Fall is my favorite season. Intellectually, I realize that the plants are dying and that the world is shutting down for winter. However, I have been a student for so many years – the vast majority of my life – that, for me, fall is always the season of new beginnings, a chance to do better, to get on track, to learn and to grow.
For that reason, I delight in sitting in my backyard in the fall. When I am in France in autumn, I always go outside to sit in a spot we call Angel’s Rest to look across the valley as I write my morning pages. A thick coat and a cup of hot coffee keep me warm and the gorgeous fall colors of trees and shrubs keep me happy.
My Favorite Season
Autumn is my favorite season. With the cooling of the air, I feel invigorated and ready to tackle the creative part of my life, an aspect that gets dulled in the hotter days of summer. In France, the glory of fall days stimulates me, the crisp air and the brilliant yellow of the plain tree leaves, the red and orange of the oaks, the butter-colored ginkgo foliage. I can almost smell the citron fragrance of new beginnings.
Fall is hands down my favorite season. The cool breeze may distress others, but it stimulates me. This, for me, is the “I can” season where all of my dreams that seemed like bloated fantasies in summer, develop sharp outlines and beckon me to the challenge.
The San Francisco Garden in Autumn
I am not wild about spending the last days of summer in San Francisco. Despite the beauty and open-spirit of the ‘City by the Bay,’ it has no seasons. Spring looks like summer, summer looks like fall, and winter is indistinguishable. Leaves don’t explode into fireworks of color, shrubs seem to live forever, and the pace hardly varies from one season to another.
It’s true that the summer garden will hold warm-season veggies like tomatoes that won’t last into fall. The flowers that bloom in late spring often continue blooming at least through autumn and often into winter: hydrangeas, princess tree, poppies, nasturtiums, sage, and California lilac.
France in Autumn
The opposite is true in France. The change is stunning, sudden, annual but unexpected. Fall comes out of nowhere and the tulip tree leaves turn yellow so quickly its like someone painted them at night. Roses die back, the blackberries fruit, and the leaves of the hardwood trees – oaks and beech – turn bright colors and fall, leaving a drape of color on the ground beneath each tree.

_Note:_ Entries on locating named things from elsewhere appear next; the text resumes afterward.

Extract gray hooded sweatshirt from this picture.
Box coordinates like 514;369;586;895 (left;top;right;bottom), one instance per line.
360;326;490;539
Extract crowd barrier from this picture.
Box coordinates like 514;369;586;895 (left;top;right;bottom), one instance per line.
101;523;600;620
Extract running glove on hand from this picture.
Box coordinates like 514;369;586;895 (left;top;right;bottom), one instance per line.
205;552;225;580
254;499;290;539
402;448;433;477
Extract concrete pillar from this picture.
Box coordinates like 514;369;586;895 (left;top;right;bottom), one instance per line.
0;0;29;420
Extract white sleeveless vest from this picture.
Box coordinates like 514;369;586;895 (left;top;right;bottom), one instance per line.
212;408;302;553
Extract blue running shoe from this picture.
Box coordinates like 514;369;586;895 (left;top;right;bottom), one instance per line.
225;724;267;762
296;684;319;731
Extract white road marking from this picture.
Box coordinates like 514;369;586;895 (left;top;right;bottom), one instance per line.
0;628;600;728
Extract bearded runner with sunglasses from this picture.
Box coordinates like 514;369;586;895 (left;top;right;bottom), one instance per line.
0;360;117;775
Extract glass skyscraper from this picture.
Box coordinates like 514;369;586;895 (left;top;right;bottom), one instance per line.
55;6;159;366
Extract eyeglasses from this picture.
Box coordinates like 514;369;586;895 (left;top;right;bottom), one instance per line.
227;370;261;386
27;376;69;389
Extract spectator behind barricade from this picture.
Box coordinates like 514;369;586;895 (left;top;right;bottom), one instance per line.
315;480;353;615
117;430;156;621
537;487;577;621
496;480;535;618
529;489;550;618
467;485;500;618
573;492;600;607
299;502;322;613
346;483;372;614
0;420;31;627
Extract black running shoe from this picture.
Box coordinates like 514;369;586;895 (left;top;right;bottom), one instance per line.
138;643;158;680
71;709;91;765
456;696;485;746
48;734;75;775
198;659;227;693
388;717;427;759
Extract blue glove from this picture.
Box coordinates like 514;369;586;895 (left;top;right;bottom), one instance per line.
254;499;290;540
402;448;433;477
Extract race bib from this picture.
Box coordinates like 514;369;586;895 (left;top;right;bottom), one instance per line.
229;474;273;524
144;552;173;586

I love watching this drama take place in the garden in autumn, love the wild mushrooms that appear, symbiotic with the tree roots. I take joy in seeing the wild hare – as large as cocker spaniels – suddenly visible dashing across the hillside as the foliage dies back. More wild birds appear at the feeder and more bats take wing at sunset. Every now and then a wild boar crosses the yard, sometimes followed by little marcassins, miniatures of themselves.